An outsider might see this gathering, which includes a James Beard Award semifinalist and a Grammy winner performing traditional tunes, as a contrived display to impress out-of-towners, but this kind of overlap between music and food in Acadiana isn't unusual to those who call it home. (Nor is it uncommon to hear Cajun French spoken casually in the aisles of the Piggly Wiggly in town.)
"There's so much talent that it pushes all of us to remain parallel to each other," says Augello. "You've got to put your soul into it here, or it's nothing," echoes Conner.
Through Maison Madeleine, Cenac and Adams found a way to cultivate that community while also introducing visitors to the magic of their little piece of Louisiana. "This place is unlike any other on the planet, and people lose themselves in that," says Adams.
The Menu for the Night
Kettle Chip-Crusted Fried Green Tomatoes with Tasso Tartar Sauce
Seared Hanger Steak with Braised Greens and Grapes
Grilled Eggplant-and-Corn Romesco Napoleons
Blackberry Trifles with Pecan Feuilletage and Mascarpone-Cane Syrup Mousse
Acadian Kitchen Staples
Steen's 100% Pure Cane Syrup
This yellow-labeled can doesn't look very different than it did when Steen's got its start in 1910, but that's what Louisianans love about it. Made with the state's sugarcane, the subtly tangy syrup is used by locals in everything from pies to cocktails.
Zapp's Potato Chips
Zapp's makes their cult-followed chips outside New Orleans, but they are the entire state's flagship snack.
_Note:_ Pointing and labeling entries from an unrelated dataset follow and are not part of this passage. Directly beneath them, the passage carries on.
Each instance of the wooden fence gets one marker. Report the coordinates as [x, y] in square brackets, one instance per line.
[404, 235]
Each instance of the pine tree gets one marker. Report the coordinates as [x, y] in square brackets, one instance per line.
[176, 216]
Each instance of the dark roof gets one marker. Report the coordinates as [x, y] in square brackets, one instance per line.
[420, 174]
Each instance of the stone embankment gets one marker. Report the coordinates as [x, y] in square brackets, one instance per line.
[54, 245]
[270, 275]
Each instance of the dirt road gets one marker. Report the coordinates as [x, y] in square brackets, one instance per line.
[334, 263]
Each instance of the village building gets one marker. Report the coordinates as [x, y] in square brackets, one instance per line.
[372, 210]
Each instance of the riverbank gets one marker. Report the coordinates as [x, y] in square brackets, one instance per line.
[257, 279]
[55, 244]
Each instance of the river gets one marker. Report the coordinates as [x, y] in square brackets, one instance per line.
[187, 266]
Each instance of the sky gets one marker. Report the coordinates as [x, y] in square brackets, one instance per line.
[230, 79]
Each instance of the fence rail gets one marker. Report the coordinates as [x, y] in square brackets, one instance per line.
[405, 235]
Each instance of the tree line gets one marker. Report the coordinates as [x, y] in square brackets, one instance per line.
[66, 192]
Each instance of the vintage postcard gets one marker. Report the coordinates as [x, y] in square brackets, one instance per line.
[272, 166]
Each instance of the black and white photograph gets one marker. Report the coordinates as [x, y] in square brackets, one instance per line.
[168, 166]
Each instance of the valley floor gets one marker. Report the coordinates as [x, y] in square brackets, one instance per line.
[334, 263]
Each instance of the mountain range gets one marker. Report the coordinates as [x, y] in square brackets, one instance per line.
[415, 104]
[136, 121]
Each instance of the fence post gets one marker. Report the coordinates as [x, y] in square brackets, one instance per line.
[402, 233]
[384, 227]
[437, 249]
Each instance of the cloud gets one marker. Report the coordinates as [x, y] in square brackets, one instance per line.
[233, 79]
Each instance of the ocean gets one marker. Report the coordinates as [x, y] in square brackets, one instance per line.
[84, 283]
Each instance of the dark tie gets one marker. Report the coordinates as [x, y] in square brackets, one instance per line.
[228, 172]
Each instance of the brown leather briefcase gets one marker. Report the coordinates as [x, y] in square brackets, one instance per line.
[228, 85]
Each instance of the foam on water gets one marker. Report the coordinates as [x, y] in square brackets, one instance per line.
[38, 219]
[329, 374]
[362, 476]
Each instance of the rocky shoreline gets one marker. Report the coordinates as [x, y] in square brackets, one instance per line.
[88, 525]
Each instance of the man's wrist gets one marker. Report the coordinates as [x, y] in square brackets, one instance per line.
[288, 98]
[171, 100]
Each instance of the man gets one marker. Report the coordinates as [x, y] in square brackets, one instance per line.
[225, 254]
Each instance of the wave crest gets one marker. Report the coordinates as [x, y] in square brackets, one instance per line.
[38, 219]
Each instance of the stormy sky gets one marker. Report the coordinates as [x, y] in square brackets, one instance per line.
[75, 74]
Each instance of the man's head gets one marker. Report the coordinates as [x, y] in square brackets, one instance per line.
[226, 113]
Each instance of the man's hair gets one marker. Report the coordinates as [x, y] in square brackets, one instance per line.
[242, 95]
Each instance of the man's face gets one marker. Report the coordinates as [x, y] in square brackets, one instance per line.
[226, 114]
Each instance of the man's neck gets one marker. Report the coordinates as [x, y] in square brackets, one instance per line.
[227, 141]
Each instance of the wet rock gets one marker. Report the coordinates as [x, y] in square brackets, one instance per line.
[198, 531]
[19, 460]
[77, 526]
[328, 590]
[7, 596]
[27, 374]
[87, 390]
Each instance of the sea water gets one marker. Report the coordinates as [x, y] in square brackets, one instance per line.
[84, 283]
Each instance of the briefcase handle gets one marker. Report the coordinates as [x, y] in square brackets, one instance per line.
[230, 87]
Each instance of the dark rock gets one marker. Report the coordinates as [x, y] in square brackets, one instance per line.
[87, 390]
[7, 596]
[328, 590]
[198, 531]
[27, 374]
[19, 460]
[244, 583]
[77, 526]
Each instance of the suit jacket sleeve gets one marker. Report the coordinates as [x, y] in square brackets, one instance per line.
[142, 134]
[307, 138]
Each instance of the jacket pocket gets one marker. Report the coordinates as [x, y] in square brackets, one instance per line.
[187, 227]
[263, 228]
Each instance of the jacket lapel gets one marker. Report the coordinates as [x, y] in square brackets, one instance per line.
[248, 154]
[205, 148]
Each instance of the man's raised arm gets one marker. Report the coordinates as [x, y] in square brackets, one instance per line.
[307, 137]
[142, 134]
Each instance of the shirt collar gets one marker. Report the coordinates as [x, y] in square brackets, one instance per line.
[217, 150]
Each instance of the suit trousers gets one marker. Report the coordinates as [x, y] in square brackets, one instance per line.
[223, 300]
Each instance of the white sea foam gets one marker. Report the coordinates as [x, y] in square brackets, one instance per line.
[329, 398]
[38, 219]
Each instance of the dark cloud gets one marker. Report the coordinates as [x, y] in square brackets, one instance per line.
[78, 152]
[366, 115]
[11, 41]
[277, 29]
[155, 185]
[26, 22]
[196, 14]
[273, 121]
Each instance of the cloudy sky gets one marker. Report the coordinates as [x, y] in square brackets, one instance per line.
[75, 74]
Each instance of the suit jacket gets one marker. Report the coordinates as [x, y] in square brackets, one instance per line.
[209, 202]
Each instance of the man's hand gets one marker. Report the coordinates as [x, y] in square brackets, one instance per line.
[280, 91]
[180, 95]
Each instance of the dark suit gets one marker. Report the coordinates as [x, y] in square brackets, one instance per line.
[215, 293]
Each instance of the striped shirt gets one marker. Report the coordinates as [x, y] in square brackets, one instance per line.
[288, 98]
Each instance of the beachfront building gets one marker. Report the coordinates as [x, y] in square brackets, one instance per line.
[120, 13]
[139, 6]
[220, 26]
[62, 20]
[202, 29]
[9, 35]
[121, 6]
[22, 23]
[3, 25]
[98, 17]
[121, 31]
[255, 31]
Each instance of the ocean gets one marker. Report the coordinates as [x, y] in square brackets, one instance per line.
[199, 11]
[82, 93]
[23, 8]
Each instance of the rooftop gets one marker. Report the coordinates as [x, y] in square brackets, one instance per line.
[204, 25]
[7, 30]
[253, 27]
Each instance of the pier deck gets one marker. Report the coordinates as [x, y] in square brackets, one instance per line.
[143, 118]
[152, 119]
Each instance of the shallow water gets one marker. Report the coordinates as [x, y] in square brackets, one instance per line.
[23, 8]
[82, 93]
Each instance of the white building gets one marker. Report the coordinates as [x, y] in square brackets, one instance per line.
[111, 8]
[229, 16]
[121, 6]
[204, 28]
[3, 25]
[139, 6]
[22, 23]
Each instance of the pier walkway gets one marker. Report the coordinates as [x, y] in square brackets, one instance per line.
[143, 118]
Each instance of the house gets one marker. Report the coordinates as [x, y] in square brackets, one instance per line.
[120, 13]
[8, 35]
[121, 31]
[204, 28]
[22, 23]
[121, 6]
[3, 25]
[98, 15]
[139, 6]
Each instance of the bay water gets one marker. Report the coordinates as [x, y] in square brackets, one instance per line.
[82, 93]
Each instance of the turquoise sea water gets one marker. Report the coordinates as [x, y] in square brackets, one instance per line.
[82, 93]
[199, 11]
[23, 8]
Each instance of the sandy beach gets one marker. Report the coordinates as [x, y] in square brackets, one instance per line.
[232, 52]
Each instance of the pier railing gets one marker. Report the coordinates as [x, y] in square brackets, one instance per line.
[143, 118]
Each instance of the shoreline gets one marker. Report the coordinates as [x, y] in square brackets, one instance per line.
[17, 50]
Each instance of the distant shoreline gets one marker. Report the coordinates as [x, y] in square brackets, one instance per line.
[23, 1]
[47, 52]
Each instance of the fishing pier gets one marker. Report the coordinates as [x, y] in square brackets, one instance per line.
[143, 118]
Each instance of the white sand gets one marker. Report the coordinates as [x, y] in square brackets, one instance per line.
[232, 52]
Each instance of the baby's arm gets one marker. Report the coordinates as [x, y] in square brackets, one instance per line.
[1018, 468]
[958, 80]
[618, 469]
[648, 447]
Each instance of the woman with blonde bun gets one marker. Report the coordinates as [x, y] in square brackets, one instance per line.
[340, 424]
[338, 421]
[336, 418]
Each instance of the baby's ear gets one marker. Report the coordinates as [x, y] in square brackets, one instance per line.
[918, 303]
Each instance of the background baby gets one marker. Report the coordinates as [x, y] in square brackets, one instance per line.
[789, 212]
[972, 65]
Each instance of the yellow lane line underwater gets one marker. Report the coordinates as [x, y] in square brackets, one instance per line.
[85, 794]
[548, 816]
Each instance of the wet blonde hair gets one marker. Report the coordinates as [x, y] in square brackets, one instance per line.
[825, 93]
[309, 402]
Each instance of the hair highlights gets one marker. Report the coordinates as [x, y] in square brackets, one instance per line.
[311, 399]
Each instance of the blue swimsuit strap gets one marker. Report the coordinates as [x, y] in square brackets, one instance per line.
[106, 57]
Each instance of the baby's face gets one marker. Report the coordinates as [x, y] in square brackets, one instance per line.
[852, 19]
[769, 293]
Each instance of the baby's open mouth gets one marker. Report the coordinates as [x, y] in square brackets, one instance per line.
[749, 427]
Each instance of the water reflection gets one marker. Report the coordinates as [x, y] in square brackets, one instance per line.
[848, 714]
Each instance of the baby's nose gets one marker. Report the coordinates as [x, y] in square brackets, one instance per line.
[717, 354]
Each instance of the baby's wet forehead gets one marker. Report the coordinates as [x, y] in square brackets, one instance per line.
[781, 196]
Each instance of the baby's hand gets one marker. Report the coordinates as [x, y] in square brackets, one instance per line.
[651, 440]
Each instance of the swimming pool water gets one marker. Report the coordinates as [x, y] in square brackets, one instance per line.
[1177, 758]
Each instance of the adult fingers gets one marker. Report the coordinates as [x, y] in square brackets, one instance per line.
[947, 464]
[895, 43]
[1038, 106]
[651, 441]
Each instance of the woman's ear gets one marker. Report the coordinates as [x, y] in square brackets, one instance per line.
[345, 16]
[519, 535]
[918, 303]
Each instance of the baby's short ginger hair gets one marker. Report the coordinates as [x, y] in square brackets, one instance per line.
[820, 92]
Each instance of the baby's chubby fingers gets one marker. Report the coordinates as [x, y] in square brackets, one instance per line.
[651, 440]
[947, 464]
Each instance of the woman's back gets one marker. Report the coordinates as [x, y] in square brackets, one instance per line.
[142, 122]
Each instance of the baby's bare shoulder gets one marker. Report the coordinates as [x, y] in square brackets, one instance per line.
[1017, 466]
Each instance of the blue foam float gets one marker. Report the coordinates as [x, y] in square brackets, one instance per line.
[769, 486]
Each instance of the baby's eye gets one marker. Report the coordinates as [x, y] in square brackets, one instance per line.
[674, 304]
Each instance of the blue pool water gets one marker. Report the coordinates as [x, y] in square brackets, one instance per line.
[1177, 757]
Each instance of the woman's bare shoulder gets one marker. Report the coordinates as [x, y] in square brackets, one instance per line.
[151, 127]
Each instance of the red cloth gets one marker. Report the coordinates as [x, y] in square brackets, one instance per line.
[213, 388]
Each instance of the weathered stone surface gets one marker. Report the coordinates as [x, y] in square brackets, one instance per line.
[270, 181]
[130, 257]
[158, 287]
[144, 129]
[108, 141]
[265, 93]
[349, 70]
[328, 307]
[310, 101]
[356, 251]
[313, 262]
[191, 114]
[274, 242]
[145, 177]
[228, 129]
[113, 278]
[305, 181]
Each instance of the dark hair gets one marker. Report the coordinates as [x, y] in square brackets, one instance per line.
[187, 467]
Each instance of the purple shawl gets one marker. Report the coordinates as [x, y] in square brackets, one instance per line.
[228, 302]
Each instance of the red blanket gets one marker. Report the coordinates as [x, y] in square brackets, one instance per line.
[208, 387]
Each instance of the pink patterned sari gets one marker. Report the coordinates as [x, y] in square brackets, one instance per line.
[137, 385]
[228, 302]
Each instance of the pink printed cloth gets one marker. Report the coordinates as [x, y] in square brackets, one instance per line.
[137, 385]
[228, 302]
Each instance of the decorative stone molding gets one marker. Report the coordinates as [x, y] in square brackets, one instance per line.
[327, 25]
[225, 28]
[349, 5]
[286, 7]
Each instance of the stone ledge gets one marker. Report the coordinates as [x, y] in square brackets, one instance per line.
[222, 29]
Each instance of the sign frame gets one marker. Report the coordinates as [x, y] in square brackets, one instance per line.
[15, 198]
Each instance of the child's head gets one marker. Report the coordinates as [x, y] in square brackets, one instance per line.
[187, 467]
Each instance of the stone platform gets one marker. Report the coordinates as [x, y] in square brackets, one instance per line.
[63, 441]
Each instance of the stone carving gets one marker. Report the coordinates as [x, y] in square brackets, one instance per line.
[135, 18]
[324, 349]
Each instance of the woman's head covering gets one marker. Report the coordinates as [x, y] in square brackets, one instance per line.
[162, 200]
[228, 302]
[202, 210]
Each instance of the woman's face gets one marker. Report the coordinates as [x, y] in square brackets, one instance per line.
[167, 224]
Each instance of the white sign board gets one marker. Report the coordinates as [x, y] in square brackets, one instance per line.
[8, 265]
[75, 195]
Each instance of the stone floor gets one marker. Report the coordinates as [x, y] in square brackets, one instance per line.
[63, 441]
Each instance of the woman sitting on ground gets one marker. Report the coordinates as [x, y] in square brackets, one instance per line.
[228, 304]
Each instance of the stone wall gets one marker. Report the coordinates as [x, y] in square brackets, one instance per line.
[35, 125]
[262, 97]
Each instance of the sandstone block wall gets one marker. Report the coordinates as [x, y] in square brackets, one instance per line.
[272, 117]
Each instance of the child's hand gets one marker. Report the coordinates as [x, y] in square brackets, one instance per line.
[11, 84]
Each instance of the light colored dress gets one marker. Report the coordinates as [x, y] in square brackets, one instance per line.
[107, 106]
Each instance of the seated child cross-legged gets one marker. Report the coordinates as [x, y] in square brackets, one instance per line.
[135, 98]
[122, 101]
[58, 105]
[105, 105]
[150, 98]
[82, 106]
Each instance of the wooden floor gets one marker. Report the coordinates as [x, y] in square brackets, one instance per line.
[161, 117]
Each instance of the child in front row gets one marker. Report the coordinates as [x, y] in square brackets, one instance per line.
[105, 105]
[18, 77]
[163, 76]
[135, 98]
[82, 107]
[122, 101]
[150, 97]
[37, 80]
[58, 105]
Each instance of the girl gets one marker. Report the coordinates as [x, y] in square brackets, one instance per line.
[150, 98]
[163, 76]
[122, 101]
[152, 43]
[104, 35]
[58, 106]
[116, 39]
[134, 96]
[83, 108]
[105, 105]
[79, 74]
Now distributed across the South, the colorful bags are easy to find in grocery stores and gas stations.
Cellar Salt Co. Sea Salt
This small, Lafayette, Louisiana-based company harvests pyramid-shaped flakes of sea salt straight from the Gulf of Mexico.
Swamp Pop Noble Cane Cola
Flavored with summertime figs, this small-batch soda stands out with a deep, sultry sweetness.